Sobre se a hotelaria em Timor-Leste, por exemplo, é capaz de dar resposta a um maior fluxo turístico, o português de 54 anos é taxativo: “Nos piores momentos, em situações de grande adversidade, Timor sempre conseguiu dar resposta e conseguir surpreender internamente e externamente”. 

Chegou a Timor-Leste como voluntário em 2000 e a ideia era ficar seis meses. Passaram-se anos, entre idas e regressos de Portugal, para em 2012 abraçar mais definitivamente a aventura timorense. Enquanto país, para quem quer investir e trabalhar, sustenta, Timor-Leste “é atrativo”, mas avisa que “é preciso gostar-se e é preciso aprender a gostar”.

“Acho que não é a galinha dos ovos de ouro, mas há oportunidades e, acima de tudo, acho que é divertido trabalhar em Timor. E aprende-se. E isso é bom. E as pessoas conseguem ser felizes em Timor”, sentencia.

Pedro Moreno também vem da capital portuguesa. Está há nove anos na capital timorense, primeiro como diretor comercial e depois como administrador dos Supermercados Pateo, que, para além da venda direta ao consumidor final também está no negócio da distribuição.

A charcutaria e vinhos assumem um peso considerável, confirma: “É a nossa categoria estrela, (…) são as categorias pelas quais somos mais procurados, [e] sim, os timorenses procuram muito os vinhos.
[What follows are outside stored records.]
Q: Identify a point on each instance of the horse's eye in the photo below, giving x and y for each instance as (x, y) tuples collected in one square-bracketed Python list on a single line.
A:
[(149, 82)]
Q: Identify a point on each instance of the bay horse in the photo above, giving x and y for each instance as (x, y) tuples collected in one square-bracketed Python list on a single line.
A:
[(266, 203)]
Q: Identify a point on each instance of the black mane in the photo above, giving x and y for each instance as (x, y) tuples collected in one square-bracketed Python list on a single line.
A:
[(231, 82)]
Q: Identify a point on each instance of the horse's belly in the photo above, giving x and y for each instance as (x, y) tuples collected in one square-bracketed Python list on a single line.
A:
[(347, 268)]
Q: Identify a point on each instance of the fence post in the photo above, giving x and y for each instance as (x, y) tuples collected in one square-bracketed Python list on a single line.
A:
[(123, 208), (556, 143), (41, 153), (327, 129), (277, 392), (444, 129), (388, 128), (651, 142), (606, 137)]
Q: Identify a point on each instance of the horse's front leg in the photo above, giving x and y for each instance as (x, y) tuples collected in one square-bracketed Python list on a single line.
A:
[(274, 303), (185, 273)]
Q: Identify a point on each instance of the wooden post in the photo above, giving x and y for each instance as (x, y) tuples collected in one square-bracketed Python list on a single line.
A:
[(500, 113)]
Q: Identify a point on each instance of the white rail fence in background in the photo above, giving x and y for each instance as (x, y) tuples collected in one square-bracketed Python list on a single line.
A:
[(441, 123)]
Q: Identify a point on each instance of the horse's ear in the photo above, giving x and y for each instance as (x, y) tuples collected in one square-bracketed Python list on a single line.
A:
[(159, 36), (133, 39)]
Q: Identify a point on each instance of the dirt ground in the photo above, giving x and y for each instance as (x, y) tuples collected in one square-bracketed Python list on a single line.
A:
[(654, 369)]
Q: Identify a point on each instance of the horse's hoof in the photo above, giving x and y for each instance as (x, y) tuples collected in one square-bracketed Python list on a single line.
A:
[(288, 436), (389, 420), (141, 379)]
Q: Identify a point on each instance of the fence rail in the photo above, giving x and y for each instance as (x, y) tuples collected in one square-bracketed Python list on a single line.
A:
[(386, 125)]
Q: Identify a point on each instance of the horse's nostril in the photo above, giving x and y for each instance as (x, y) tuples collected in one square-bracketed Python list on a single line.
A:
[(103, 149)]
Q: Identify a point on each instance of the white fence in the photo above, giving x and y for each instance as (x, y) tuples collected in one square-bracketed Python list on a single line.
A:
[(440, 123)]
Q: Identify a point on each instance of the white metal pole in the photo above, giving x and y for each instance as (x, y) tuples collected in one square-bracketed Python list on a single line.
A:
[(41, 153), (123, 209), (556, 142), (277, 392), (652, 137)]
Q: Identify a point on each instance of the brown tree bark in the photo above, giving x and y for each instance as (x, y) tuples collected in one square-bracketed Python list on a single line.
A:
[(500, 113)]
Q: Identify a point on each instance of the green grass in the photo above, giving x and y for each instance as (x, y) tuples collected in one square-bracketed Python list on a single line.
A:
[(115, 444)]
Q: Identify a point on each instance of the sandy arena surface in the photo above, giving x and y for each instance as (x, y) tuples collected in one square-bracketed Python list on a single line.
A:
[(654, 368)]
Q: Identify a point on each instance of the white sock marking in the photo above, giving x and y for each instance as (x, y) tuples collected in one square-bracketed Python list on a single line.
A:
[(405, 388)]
Temos todo o espectro de oferta portuguesa, desde os mais baratos de garrafão e em pacote, até um Barca Velha, ou um Pera Manca”.

Sempre teve o desejo de rumar a Timor-Leste, “já na altura da independência, do Lusitânia expresso”, mas também pela ligação familiar, um “imaginário” ligado ao tio, militar no país asiático, e ao facto de ter crescido em casa dos avós, “com imensos artefactos de Timor”.

Desde 2012, Pedro Moreno e o negócio passaram por duas fases muito distintas.

“Os primeiros anos foram sempre robustos, com crescimentos muito fortes. Depois, a partir de 2017, houve aqui algumas questões políticas, um governo minoritário, primeiro, depois uma coligação que nunca realmente o foi”, lembra.

“E quando isso finalmente pareceu estar resolvido, chegou a covid-19 e a seguir a guerra na Ucrânia, que também em termos logísticos e económicos trouxe bastantes constrangimentos a uma nação que, sendo uma ilha, e isolada, sofre particularmente”, sublinha.

Em Timor-Leste, parece existir esperança e o otimismo em doses generosas. Pedro confirma isso mesmo, na sua previsão para o futuro próximo: “Esperemos que agora tenhamos condições para voltar ao caminho dos crescimentos robustos”, diz, apesar da dificuldade em gerir as ruturas de stock, o aumento dos preços, os custos logísticos, de transporte e energéticos que “têm subido imenso”.

Conclusão: “É um mercado cheio de oportunidades. Há muita coisa por fazer. É preciso pessoas especialistas em muitas áreas. E eu diria que sim, que se a pessoa tiver vontade de vencer desafios e capacidade de se dedicar a esses desafios, Timor é uma localização e uma geografia fantástica, com muitas oportunidades”.